Salis, the anti-state paid by the state

Dear Director Feltri, I have understood your position, which I fully share, regarding the Honorable Ilaria Salis. I recently read that together with her comrade Mimmo Lucano (another character worthy of the Nobel …

Salis, the anti-state paid by the state


Dear Director Feltri,

I have understood your position, which I fully share, regarding the Honorable Ilaria Salis. I recently read that together with her comrade Mimmo Lucano (another character worthy of the Nobel Prize for Peace and Human Rights…) she has sided with the Kurdish activist Maysoon Majidi, currently imprisoned in the prison of Reggio Calabria accused of being a smuggler.

Although respect for the law becomes evidently questionable for our MEP, I wonder if it would not be more respectful towards those who voted for her and the country she is supposed to represent to start fighting for those in Italy who cannot make ends meet and who with immense difficulty pay their mortgage on their house.

Your own home.

Thank you.

Andrea Petruzzelli

Syracuse

Dear Andrea,

It is difficult to keep up with Ilaria Salis, in the sense that this woman shows an extraordinary ability to string together one stupid thing after another and, what’s more, to do it in rapid sequence. We believed that she would have kept a low profile, that it would have been enough for her to save herself from detention in the Hungarian prison where she has been locked up for a long time awaiting answer for the crimes of which she is accused, but no, every day the lady delights us with one of her pearls, perhaps believing that she has become, through the election, a stateswoman of high caliber who has been entrusted with the task of making our society better, by applying the bizarre solutions proposed by herself.

Salis immediately began by proposing her warhorse, that is, the idea that the illegal occupation of houses, or of other people’s private property, should be made fully legal. After all, it seems that she herself has lived in occupied homes and that she owes thousands of euros to Aler, in Milan. A fact that has never been denied. In recent days there has been much discussion about granting citizenship to foreigners, the Democratic Party proposes ius soli, Forza Italia ius scholae, Salis instead is more drastic, she is a woman who cuts to the chase: rather than waste time in these vain controversies, according to Salis it would be better to directly abolish citizenship. In short, we must all become stateless, so that no one is or feels discriminated against. The problem of prison overcrowding? In this case too, the new MEP intervened by solving things at source: to defeat this plague it is sufficient to close the prisons. Everyone free. Which gives us the measure of the fact that Ilaria is not at all aware of the founding values ​​and principles on which the rule of law is based. I suspect that for her everything is legal and possible, after all she preaches that “not everything that is legal is also right” and vice versa. What is right for Salis is right, we could say.

Now the idol teacher of the radical left has given birth to another enlightened proposal: to cancel the crime of human trafficking, that is, of aiding illegal immigration, because, again in her opinion, these poor traffickers, or those who are accused of being so, do nothing wrong, indeed they carry out a charitable activity, clandestinely accompanying to Italy dozens, if not hundreds, of migrants at a time, often including children, putting at risk the lives of those who trust them and the sea. I would like to point out that traffickers are accomplices of human traffickers and that human trafficking is one of the most horrible contemporary forms of slavery. Progressives should condemn such practices and not encourage and defend them.

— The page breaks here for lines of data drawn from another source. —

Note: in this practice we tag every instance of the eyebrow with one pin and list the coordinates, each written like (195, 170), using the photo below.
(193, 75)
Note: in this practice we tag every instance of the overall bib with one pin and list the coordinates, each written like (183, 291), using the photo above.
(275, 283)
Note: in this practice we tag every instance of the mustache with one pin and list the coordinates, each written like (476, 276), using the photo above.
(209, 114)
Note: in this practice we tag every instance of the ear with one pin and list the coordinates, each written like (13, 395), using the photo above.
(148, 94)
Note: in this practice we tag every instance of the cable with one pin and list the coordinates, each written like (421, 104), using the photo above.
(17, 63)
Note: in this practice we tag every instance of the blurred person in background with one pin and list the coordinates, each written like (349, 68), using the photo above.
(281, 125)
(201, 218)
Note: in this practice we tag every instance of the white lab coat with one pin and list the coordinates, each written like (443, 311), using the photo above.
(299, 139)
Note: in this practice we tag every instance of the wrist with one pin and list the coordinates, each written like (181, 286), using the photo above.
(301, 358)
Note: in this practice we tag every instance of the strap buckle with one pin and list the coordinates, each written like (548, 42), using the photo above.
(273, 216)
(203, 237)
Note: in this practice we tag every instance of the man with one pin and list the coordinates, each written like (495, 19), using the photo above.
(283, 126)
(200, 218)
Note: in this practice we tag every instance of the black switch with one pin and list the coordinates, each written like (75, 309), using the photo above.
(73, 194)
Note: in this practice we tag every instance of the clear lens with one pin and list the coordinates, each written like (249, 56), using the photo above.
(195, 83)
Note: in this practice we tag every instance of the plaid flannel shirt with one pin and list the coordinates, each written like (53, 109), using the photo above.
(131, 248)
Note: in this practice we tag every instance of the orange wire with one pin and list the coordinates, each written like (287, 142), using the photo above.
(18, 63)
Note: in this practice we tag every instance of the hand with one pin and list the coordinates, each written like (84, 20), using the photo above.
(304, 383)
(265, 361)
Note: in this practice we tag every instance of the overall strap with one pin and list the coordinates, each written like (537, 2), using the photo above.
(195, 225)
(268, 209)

Ilaria Salis perfectly embodies the left’s feeling of intolerance towards the law and the State. Everything that represents legality, in her opinion, should be torn down and illegitimate conduct made legitimate, so that no one can be charged.

because of her behavior and end up in jail, a jail that does not exist in the model of society that lives in this woman’s mind.

I strongly doubt that she can marry one of the causes that concern the last citizens, the common people. The difficulty of having to pay the mortgage to avoid having your house taken away, Ilaria ignores what it is. The house is something that is not paid for, that is not bought, that you do not sweat for, but rather something that is taken by force and occupied. It is obvious, therefore, that Salis is the tutelary deity of the illegal occupants for whom he asks for pardon.

The teacher just can’t bring herself to change perspective, that is, to put herself on the other side, that of the victims, of those who suffer crimes of various kinds, of those who see their homes torn away from them, of those who are robbed of their property, acquired moreover with great sacrifice.

Don’t expect Salis to change his tune. If only he could, he would change the penal code. In fact, he would repeal it entirely.